Достоевский и Апокалипсис — страница 29 из 75

Ф. Достоевский

Наше время – смутное и суетное. Но не перевелись, слава Богу, на Руси люди, которые не деньгами, не выгодой сиюминутной озабочены, но – просвещением, просветительством больны, люди, к которым так точно относятся слова Достоевского: «Великое дело любви и настоящего просвещения. Вот моя утопия!» (24; 195).
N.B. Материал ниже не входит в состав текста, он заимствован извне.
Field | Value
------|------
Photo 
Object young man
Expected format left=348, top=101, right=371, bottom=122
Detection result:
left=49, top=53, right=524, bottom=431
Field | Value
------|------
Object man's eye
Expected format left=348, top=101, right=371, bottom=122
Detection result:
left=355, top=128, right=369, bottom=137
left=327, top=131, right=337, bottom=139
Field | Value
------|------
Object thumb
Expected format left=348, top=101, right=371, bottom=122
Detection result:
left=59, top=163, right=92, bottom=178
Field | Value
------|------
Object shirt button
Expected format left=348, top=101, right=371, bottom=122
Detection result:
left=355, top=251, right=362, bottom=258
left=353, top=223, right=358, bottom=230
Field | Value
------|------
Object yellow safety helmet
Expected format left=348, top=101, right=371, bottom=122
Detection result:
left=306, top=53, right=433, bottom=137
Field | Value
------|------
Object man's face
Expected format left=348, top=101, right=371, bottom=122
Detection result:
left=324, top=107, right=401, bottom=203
Издание Достоевского – часть долгой работы по воссозданию того, что я бы назвал большим компасом. Я имею в виду культуру и религию (независимо от того, считать ли религию частью культуры или, наоборот, культуру частью религии). Ведь и 70 лет при коммунизме, и последние десятилетия мы в большинстве своем ориентируемся по каким-то маленьким, поддельным компасикам, которые все время показывают не туда

Мой путь к постижению Достоевского – очень долог и сложен (я осмеливаюсь говорить об этом пути только потому, что он довольно типичен для людей моего поколения, а может быть, и не только моего).
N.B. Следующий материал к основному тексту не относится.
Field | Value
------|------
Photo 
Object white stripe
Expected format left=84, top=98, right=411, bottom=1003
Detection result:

Первое прочтение. Я прочитал Достоевского («Преступление и наказание») впервые подростком. Ощущение было такое: невероятное притяжение и невероятное же отталкивание… XIX век, старуха-процентщица, какой-то Раскольников… Я-то тут при чем? Никого не убивал и не помышлял о таком, но вдруг, непонятно почему, возникло чувство вины, презумпция вины, точнее – виноватости

Второе прочтение (уже почти всего Достоевского), лет десять спустя, было ошеломляющим: я сопоставлял его пророчества с реальностью. «Спутник-топор». Помните? Иван Карамазов спрашивает чёрта: а что будет с топором, если его запустить в космос? – Как что? Превратится в спутник и будет висеть над Землей… Или еще: отец Карамазов спрашивает Ивана: что ты заигрываешь с этим Смердяковым? А тот, Иван, отвечает: как что? «Передовое мясо, впрочем». Пригодится, когда «загорится ракета»… А рассуждения в «Идиоте» об угрозе «звезды Полынь» (образ, взятый из Апокалипсиса)? Кто теперь не знает, что Чернобыль прямо так и переводится: полынь? Или – такая «деталь» революции: «…С Москвы же и начнется, дров не будет топить, общие квартиры и отучатся от семейной жизни. Стало быть, и другие нравы пойдут»… (16; 291). А «Бесы»? «Бесы», которые предвещали «Архипелаг ГУЛАГ»…

И еще один, необходимо исповедальный момент. Долгое время я отчаянно пытался примирить Достоевского с социализмом. Оказалось: «две вещи несовместные». И какое предзнаменование, какая ирония истории, какая «игра природы»: 1870-й – Достоевский начинает «Бесов» и рождается В. Ульянов, который, став Лениным, буквально возненавидит «Бесов», зато будет восторгаться прототипом Петруши Верховенского – Сергеем Нечаевым…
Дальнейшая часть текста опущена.